Rozdział 53

818 64 27
                                    

GOSIA:

- Mamo ! - krzyknelam przytulajac moją rodzicielke.

- Coreczko wreszcie się obudzialas. - powiedziała z troską.

Czułam jej łzy na ciele. Cieszę sie ze ją wkoncu mogę zobaczyć.
Kiedy tylko sie od siebie odkleiłyśmy to nie wiem nawet czemu ale zaczęłam się nerwowo rozglądać po całym pomieszczeniu z nadzieją ze zobaczę gdzieś tutaj stojącego Leondre z kwiatami w ręku.
Jak zwykle sie zawiodłam.

- Kochanie - wyszeptala moja rodzicielka. - nie ma go tutaj.

- A on wie ? Wie o tym ze tutaj jestem ? - pokiwala głową - I co ? Nie został ? - również pokiwala głową tym samym wybijając mi nóż w serce.

- Powiedział że nie ma czasu na takie pierdoły. - po tych słowach łzy splywaly mi po policzkach.

Nie ma czasu na mnie ?

Wiem , powinnam się cieszyć. Przecież zdradził mnie na moich oczach oraz tak potraktował. To była tylko cała pieprzona gra. Każde jego słowo było nieszczere ale ja po prostu nie mogę go tak skreślić. Nie potrafię pstryknąć palcami i zapomnieć tych 2 lat.

On do ciebie nic nie czuł , pogodz się z tym.

- Skarbie wszystko dobrze ? - spytała nagle moja psychoterapeutka która weszła niezauważalnie do pomieszczenia.

- Tak - pokiwałam głową - nie jednak nie... - kobieta popatrzyła na mnie ze współczuciem - Sama już nie wiem !

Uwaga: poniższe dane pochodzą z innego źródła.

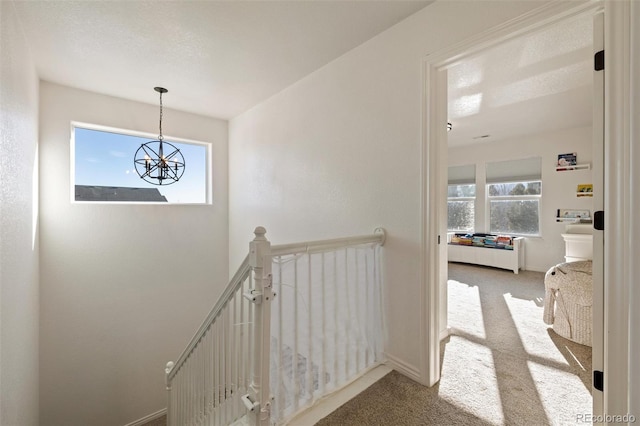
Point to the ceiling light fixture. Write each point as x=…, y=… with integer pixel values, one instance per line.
x=159, y=162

- Spokojnie... - wyszeptała po czym mocno mnie przytuliła jakby to miało cos zmienić.

- Hah , mam byc spokojna ?! - nie panowałam już nad żadnym z moich ruchów.

Pewnie dlatego że dotrało do mnie kim jest Leondre. Teraz rozumiem wszystko. Ja go nie kochałam , kochałam jego podróbkę. Kochałam jego grę aktorską uczuć do mnie.

To właśnie przez niego jestem teraz w rozsypce.
To właśnie przez niego chciałam się zabić.
To przez niego moje życie zamieniło się w piekło.
To właśnie przez niego zaczęłam oddalać się od znajomych.
To przez niego zaczęłam mieć nadzieję ze mogę być dla kogoś ważna.
To przez niego tak bardzo cieprpialam i cierpię.

Ale...

Pomimo tego wszytskiego tylko on potrafił sprawić ze czułam się wyjątkowa.
Tylko on potrafił mnie rozsmeiszyc kiedy byłam zła.
Tylko on traktował mnie jak księżniczkę.
Tylko on rozumiał mnie jak nikt inny.
Tylko na jego widok miałam ciarki.
Tylko on mówił ze mnie kocha...

No właśnie w tym jest problem. Mówił ze mnie kocha lecz nie kochał. To było tylko na pieprzony pokaz.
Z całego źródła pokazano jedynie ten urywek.